Can you prove that there exists a variable assignment $s(x)$ that makes $\psi (x)$ true in $\mathcal{M}$ (as in $\mathcal{M} \models \psi (x)$) without specifically knowing what the variable assignment $s(x)$ is? Must you prove that with the given interpretations $\mathcal{I}$ in $\mathcal{M}$ it must be true that $x\in M$ assuming $\psi(x)$? It feels intuitively true if you look at simple sentences, for example ($\exists n\in \mathbb{N} : n < 0)$ will be false in the model $(\mathbb{N}, +, x, 0)$ since then ($n\notin \mathbb{N}$) due to the construction of $\mathbb{N}$, but for ($\exists z\in \mathbb{Z} : z < 0$) ($z\in \mathbb{Z}$) can be true in the model $(\mathbb{Z}, +, -, x, 0)$ due to the construction of $\mathbb{Z}$. We don’t know the exact variable assignment but if we can prove $(z\in \mathbb{Z})$ is true where $(z < 0)$ and $(z\in \mathbb{Z})$ are assumed with the given interpretations then shouldn’t $(\exists z\in \mathbb{Z} : z < 0)$ be true in the model $(\mathbb{Z}, +, -, x, 0)$? but i’ve never seen a website or book explicitly state that you should eventually prove that $x$ should be an element of the domain $M$ of $\mathcal{M}$, so i assume there is more to it, but i’m not sure how i should prove truth in a model for some sentence $\psi (x)$ then. (If it depends on the “type” of sentence please explain what this “type” of sentence should be.)

examples can help!

Thank you for reading my question! (I know i’m once again a bit vague so if you need clarification for a specific part if my question please ask for it ;) Also of you know very closely related question please link it in the chat).

Answer 1

$x$ is a variable, a syntactic object . If we want to assign to it some value wrt the domain M we have to use variable assignment function $s: \text {Var} \to M$ (and not a truth assignment).

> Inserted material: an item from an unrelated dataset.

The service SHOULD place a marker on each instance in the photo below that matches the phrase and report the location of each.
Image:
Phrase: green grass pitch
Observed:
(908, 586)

Example with formula: "x is Even". For an interpretation with domain $\mathbb N$ we have that it is true for the assignment $s(x)=2$.

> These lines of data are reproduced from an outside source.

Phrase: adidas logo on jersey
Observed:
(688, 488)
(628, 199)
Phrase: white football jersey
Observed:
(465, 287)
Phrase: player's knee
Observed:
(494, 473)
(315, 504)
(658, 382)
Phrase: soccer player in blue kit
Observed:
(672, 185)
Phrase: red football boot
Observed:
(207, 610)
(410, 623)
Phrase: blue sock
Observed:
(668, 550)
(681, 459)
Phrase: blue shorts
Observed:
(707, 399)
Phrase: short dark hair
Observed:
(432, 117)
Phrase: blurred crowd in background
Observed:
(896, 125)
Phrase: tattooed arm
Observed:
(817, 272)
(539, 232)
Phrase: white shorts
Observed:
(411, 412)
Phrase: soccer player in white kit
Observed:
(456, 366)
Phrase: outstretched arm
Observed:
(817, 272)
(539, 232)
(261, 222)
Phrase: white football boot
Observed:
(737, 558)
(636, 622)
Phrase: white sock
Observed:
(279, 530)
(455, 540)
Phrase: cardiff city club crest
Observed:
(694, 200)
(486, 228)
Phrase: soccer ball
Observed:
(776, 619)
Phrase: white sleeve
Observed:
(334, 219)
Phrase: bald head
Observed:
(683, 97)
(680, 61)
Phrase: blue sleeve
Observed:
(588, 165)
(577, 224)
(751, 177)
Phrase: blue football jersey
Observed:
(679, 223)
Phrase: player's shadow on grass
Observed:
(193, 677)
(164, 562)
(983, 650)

The same for $\exists x (x+4=8)$. With $s(x)=4$ we have that the formula $(cx+4=8)$ is satisfied in $\mathbb N$ by the variable assignment $s$. And this means that the formula $\exists x (x+4=8)$ is true in $\mathbb N$:

$\mathbb N,s \vDash \exists x (x+4=8)$.

Edit: removed comment wrt previous point (2).

If we modify the formula to e.g. $\exists x (x+4=0)$, we know that there is no number in $\mathbb N$ that satisfies the equation, and thus we cannot define a suitable $s$.

We need a different interpretation, with $\mathbb Z$ as domain and in this case we can find $s'(x)=-4$ such that:

$\mathbb Z,s' \vDash \exists x (x+4=0)$.